The program would require participating researchers to:
Notify the vendor, the Commission, and the Secretary of any cybersecurity vulnerability they identify with respect to an election system, and
Otherwise keep such vulnerability confidential for 180 days after such notification.
Would require that vendors notified of a vulnerability classified a ‘high’ or ‘critical’ by NIST standards to:
Send a patch or propound some other fix or mitigation for such vulnerability to the appropriate State and local election officials, in consultation with the researcher who discovered it, and
Notify the Commission and the Secretary that such patch has been sent to such officials.
For election systems that have a current Commission certification, the Commission would be required to provide for an expedited certification review of the patch or fix. In the event that such a certification verification was not provided within 90 days, the fix would be considered to be certified. After 180 days from the date the Commission was notified of the vulnerability by the researcher, the Commission would be required to forward the vulnerability to CISA for inclusion in the database of Common Vulnerabilities and Exposures.
Safe Harbor
Subsection 297(d) provides for the voluntary participation of both vendors and researchers in the pilot program.

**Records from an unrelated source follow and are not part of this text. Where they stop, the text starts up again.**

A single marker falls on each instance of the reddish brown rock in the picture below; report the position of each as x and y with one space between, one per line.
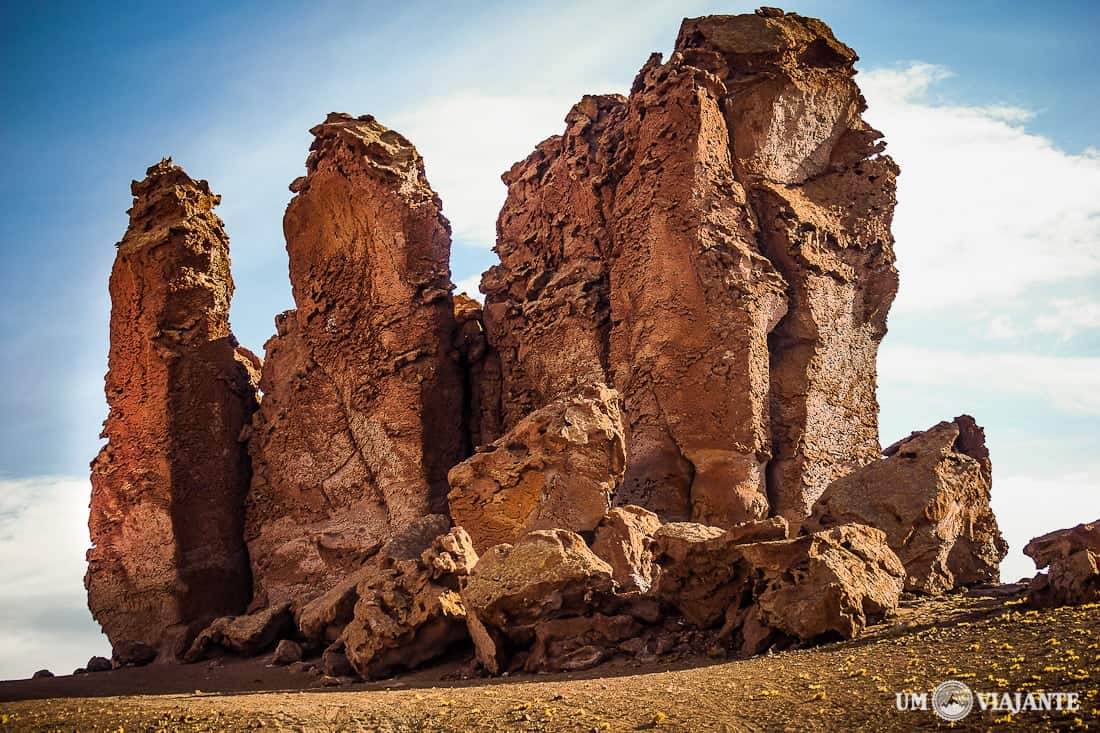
558 468
1073 561
481 367
514 590
823 586
624 540
245 636
658 243
772 591
931 498
363 398
167 501
411 611
823 197
323 619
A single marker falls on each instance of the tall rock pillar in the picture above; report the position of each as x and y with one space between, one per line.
167 500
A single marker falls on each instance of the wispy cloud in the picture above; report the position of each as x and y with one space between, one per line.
987 210
1031 505
1067 383
44 619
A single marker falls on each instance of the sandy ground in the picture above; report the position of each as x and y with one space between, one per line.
988 639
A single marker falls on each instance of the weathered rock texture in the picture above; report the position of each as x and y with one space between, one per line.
1073 561
411 611
167 501
362 408
481 369
624 540
716 247
825 584
325 617
931 496
557 468
244 636
516 593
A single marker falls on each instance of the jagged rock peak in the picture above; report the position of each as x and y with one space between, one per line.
343 139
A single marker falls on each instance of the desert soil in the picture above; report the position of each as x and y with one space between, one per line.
987 638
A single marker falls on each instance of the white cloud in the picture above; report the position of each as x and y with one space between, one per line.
469 140
44 619
1068 383
1029 506
986 209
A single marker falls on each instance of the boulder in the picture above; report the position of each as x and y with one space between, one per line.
323 619
558 468
244 636
717 248
514 590
411 612
286 653
624 539
701 573
363 397
931 496
1073 561
334 662
98 664
481 369
167 496
134 654
828 584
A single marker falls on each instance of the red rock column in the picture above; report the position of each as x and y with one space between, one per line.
692 304
824 197
363 396
167 502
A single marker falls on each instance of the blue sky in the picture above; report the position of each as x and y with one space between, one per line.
991 108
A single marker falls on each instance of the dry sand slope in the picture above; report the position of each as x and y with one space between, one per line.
987 639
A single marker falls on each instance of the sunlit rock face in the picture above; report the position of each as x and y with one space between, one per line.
716 247
167 501
363 397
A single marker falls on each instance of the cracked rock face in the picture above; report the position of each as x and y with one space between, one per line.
717 248
1073 560
362 407
558 468
167 502
931 496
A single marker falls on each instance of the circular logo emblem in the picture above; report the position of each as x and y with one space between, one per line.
952 700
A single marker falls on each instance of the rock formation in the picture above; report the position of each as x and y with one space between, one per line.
481 367
557 468
693 284
716 247
828 583
245 635
514 590
323 619
362 408
623 540
167 501
411 611
1073 561
931 496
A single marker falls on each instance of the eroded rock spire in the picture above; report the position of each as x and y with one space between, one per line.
167 501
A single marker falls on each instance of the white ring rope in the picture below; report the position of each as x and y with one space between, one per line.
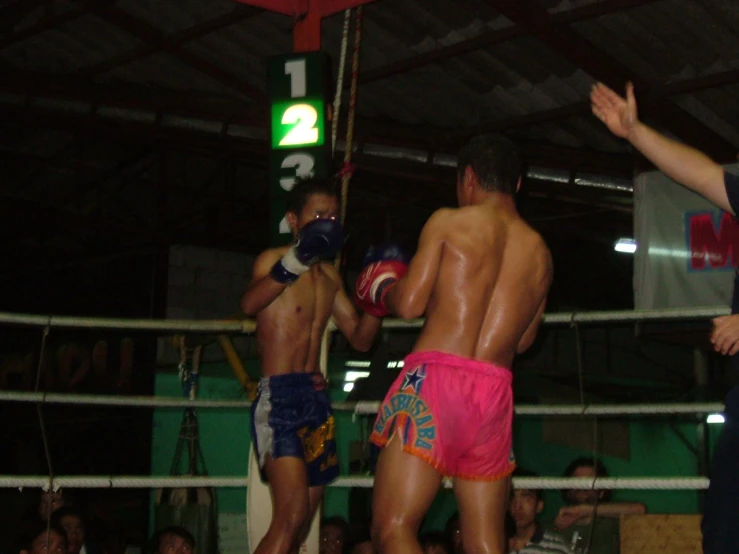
362 407
141 482
248 326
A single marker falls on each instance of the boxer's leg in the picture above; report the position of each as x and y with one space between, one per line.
405 487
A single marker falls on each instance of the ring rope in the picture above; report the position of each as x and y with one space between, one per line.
361 407
249 326
141 482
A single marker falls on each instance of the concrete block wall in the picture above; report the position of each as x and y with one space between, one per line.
204 283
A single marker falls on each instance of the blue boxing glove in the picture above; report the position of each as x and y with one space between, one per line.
318 240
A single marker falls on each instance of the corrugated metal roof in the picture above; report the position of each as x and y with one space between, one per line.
661 42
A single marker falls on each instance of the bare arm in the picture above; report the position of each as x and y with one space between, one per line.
615 509
359 331
529 336
262 289
681 163
409 297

Vendors would be prohibited from taking actions against participating researchers under 18 USC 1030 (Computer Fraud and Abuse Act) for “accidental, good faith violations of the program.” Similarly, the vendor would be prohibited from taking actions under 17 USC 1201 (Digital Millennium Copyright Act) for circumvention of technology controls. Paragraph (4) would exempt vulnerabilities reported in the pilot program exempt from disclosure under 5 USC 552 (Freedom of Information Act).
Moving Forward
Neither Valadao, nor his sole cosponsor {Rep Deluzio (D,PA)}, are members of the House Administration Committee to which this bill was assigned for primary consideration. This means that there is not sufficient influence to see the bill considered in Committee. I suspect that there would be some level of bipartisan support for the bill were it to be considered. What is not clear is if there would be enough to see the bill considered by the full House under the suspension of the rules process.
Commentary
While the proposed §231(e) uses the term ‘penetration testing’ it does not provide a definition of that term. I would suggest using the definition of that term found in NIST SP 800-115, Technical Guide to Information Security Testing and Assessment (pg F1):
“Security testing in which evaluators mimic real-world attacks in an attempt to identify ways to circumvent the security features of an application, system, or network. Penetration testing often involves issuing real attacks on real systems and data, using the same tools and techniques used by actual attackers. Most penetration tests involve looking for combinations of vulnerabilities on a single system or multiple systems that can be used to gain more access than could be achieved through a single vulnerability.”
This would be best accomplished by revising the proposed §231(e)(1) to read:
“(1) IN GENERAL.—Not later than 180 days after the date of the enactment of this subsection, the Commission shall provide for the conduct of penetration testing (as that term is defined in NIST SP 800-5, Appendix F) as part of the testing, certification, decertification, and recertification of voting system hardware and software by accredited laboratories under this section.”